Ancien plan de l’île Notre-Dame (actuelle île Saint-Louis)
L’entrepôt des marchands de bois
Lorsque la Ville de Paris la rachète en 1700, l’île Louviers est simplement couverte de pâturages. On décide alors de la louer à des marchands de bois qui s’en serviront comme lieu de stockage. Les Frères Savary nous en donnent un aperçu dans le « Dictionnaire universel de Commerce » (1750) :
« Les marchands de bois – outre les chantiers attenant leurs maisons, qu’ils ont en plusieurs lieux de la Ville de Paris, pour les bois légers -, ont aussi un lieu au-dessous de l’Arsenal, au bout du quai des Célestins, où ils font aborder et gardent les bois carrés trop pesants et trop incommodes pour être transportés ; comme sont les poutres, poutrelles, poinçons, pannes, chevrons, sablières, etc. Ce lieu s’appelle L’Île Louviers. On y entre par un pont de bois, qui porte, d’un bout, sur le bas du quai des Célestins et, de l’autre, sur l’île. »

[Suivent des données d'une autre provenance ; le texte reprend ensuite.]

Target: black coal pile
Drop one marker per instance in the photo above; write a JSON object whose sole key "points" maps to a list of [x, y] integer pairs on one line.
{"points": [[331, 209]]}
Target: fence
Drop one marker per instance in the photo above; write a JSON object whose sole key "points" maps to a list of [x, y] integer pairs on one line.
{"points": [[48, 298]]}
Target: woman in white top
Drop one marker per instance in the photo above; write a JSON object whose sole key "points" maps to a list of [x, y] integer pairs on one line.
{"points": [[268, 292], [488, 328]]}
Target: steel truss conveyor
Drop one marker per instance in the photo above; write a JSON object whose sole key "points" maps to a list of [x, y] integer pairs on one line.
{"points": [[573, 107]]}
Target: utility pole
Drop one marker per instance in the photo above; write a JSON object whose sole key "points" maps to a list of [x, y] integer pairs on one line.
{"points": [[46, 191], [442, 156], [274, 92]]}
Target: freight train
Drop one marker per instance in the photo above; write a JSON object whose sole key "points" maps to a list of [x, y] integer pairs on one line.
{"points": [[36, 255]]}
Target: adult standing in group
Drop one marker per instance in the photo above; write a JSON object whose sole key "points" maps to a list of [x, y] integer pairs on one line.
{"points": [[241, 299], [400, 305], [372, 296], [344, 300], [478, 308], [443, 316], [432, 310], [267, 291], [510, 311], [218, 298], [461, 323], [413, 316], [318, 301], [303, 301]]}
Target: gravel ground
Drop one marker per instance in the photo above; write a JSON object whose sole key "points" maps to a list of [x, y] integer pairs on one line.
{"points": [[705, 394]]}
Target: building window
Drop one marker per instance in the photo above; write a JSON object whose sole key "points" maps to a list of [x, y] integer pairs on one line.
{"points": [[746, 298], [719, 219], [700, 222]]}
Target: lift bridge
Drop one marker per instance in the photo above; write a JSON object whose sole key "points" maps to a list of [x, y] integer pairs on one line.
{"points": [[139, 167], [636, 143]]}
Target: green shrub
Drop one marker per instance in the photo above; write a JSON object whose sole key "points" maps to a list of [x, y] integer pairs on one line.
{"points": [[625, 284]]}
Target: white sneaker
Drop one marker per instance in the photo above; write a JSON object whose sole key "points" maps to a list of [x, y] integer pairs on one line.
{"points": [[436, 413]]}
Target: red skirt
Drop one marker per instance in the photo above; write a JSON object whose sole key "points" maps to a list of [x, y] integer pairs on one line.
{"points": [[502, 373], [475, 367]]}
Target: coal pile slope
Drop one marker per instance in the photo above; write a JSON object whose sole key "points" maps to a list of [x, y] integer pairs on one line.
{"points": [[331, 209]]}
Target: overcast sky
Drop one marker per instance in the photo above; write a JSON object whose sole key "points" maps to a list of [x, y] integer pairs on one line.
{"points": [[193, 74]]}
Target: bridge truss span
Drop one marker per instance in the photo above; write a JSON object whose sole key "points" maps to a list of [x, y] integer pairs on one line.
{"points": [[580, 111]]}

Île Louviers, Plan de Jaillot, 1775.
Une île aujourd’hui disparue
Dans les années 1840, sur ordre du roi Louis Philippe, le bras de la Seine qui sépare l’île Louviers de la rive droite est comblé et le pont de Grammont qui les reliait est détruit. On peut néanmoins le découvrir dans un tableau d’Antoine Perrot, situé au musée Carnavalet. Quant à l’île elle-même, on devine ses contours sur les vues aériennes de Paris !
Détail du tableau d’Antoine Perrot : vue de l’île Louviers ; effet de neige (1830), Musée Carnavalet.